The economic crisis is eliminating the middle class that formed the backbone of cinema-going culture. The people who used to watch films on weekend outings now have YouTube on their phones and Netflix in their living rooms. Why spend money and two hours of travel time when entertainment is already in your palm?

The Catch-22 That’s Killing Us

Everyone agrees: we need to make good films to rebuild audience trust. The revival that started in 2013-2016 showed promise, but a string of disappointing films shattered the fragile faith we’d built. Audiences stopped giving us the benefit of the doubt.

So the solution seems obvious: make better films.

But here’s the trap: you need resources to make good films. You need experienced crew, decent production values, time to develop scripts, the freedom to take creative risks. All of that requires money. And money requires investors who believe they’ll see returns. And returns require audiences who trust you enough to show up.

How do you break this cycle when you’re already drowning?

The Questions That Keep Me Up at Night

I’m a director. I love this craft. I’ve spent years studying story structure, cinematography, editing techniques. I prototype video games in my spare time because I’m obsessed with interactive narrative and player agency. I know how to make something good.
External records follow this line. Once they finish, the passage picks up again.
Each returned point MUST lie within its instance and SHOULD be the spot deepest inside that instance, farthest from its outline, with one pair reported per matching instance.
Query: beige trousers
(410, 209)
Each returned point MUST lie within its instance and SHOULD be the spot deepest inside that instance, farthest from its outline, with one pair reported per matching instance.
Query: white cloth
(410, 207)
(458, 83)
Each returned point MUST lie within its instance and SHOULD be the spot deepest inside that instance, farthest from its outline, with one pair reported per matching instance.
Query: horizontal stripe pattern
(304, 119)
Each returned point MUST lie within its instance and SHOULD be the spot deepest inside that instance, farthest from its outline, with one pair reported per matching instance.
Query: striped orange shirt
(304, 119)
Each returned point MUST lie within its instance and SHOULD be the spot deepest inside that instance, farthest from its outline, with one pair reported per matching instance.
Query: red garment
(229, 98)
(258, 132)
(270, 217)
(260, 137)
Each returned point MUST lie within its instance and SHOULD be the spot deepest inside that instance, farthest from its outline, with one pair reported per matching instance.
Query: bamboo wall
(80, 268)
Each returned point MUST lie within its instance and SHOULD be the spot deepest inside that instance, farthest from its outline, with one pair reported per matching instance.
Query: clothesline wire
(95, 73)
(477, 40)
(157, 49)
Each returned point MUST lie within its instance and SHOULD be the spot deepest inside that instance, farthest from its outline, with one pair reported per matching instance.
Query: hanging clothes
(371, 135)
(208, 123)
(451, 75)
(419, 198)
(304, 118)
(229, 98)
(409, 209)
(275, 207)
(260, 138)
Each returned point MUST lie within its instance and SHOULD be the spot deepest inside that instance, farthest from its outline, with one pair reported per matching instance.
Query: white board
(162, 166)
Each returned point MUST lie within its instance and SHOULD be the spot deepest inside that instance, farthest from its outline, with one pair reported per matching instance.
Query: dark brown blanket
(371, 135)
But knowledge isn’t enough anymore.

Do I make the film I want to make for Pakistani audiences and risk financial ruin when they don’t show up? Or do I chase international festival circuits and OTT platforms, potentially alienating the local stories that matter most?
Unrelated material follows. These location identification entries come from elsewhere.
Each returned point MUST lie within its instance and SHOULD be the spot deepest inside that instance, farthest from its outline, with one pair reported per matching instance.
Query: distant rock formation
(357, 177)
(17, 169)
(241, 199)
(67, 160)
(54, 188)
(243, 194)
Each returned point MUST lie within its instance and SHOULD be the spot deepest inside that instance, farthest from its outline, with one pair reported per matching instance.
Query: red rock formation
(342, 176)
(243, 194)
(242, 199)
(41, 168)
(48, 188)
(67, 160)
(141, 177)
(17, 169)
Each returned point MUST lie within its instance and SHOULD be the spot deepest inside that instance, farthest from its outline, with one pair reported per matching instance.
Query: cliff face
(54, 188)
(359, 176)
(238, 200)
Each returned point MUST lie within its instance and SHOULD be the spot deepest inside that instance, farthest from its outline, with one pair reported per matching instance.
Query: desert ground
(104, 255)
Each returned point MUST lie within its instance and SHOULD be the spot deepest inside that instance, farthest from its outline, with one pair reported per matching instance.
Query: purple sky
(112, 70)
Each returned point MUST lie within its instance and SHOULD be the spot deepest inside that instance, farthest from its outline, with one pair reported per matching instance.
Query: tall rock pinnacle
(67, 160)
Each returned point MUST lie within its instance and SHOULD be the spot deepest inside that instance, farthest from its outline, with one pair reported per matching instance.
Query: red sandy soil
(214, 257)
Do I compromise on budget and scope, shooting on phones and favoring intimate stories I can afford, even though audiences seem to want spectacle? Or do I bet everything on one big swing, knowing that one failure could end my career?
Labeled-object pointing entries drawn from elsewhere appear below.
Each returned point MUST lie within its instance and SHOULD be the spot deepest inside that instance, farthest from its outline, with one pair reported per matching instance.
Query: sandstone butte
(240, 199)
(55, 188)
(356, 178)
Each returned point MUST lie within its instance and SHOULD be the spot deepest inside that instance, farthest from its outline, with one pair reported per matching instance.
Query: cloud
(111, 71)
Do I pivot entirely? Should I be making content for YouTube instead, where the barrier to entry is lower and the audience is already there? But then am I still a filmmaker, or have I just become a content creator?

At what point does perseverance become delusion?

The Cost Nobody Talks About

“Just make good films and hope we’ll regain trust,” I tell myself. But hope doesn’t pay rent. Hope doesn’t fund the next project. Hope doesn’t explain to your family why you’re still chasing this dream when the industry is collapsing around you.

Every filmmaker I know is carrying this weight. We’re taking on debt, burning through savings, working other jobs to subsidize our passion. We’re getting older, watching opportunities in other industries pass us by. The opportunity cost of filmmaking in Pakistan right now isn’t just financial, it’s existential.

And yet, we haven’t quit.

Why We’re Still Here

I wish I had a neat answer to this. Some inspirational pivot point where I tell you about the innovative business model that’s going to save Pakistani cinema, or the breakthrough approach that makes everything viable again.

I don’t have that answer. Maybe nobody does.

What I do have is this: I still believe in the power of stories. I believe that Pakistani stories, told by Pakistani voices, for Pakistani audiences, matter. I believe that cinema, the communal experience of sitting in the dark and sharing a narrative journey with strangers, is irreplaceable by any algorithm or streaming service.

I also know that belief alone isn’t a strategy.

The honest truth is that I’m not sure what the path forward looks like. I don’t know if the solution is micro-budget filmmaking, hybrid release models, community-funded cinema, or something we haven’t imagined yet. I don’t know if the industry can survive long enough to find out.

What I do know is that there are dozens of us, maybe hundreds, still trying. Still writing scripts. Still scouting locations. Still believing that the next film could be the one that reminds people why cinema matters.

Maybe that’s foolish. Maybe we’re all refusing to accept that the era of Pakistani theatrical cinema is over, and we need to adapt to whatever comes next.

Or maybe, just maybe, stubbornness is the only currency that matters when everything else has failed.

The Question I’m Asking You

I don’t have solutions to offer in this article. What I have are questions, and I’m asking them to fellow filmmakers, industry stakeholders, potential investors, and audiences:

What would it take for you to believe in Pakistani cinema again? Not as a charity case or a cultural obligation, but as something worth your time and money?

What stories do you actually want to see? What would get you off your couch and into a cinema hall?

And for my fellow creators: how long do we keep trying? What’s the line between persistence and self-destruction?

I don’t know if anyone has the answers. But I think we need to start asking these questions out loud, honestly, without pretending we have it figured out.

Because right now, we’re all just making it up as we go along, hoping that passion and craft will somehow be enough.

I’m not sure they will be.

But I’m not ready to stop trying yet!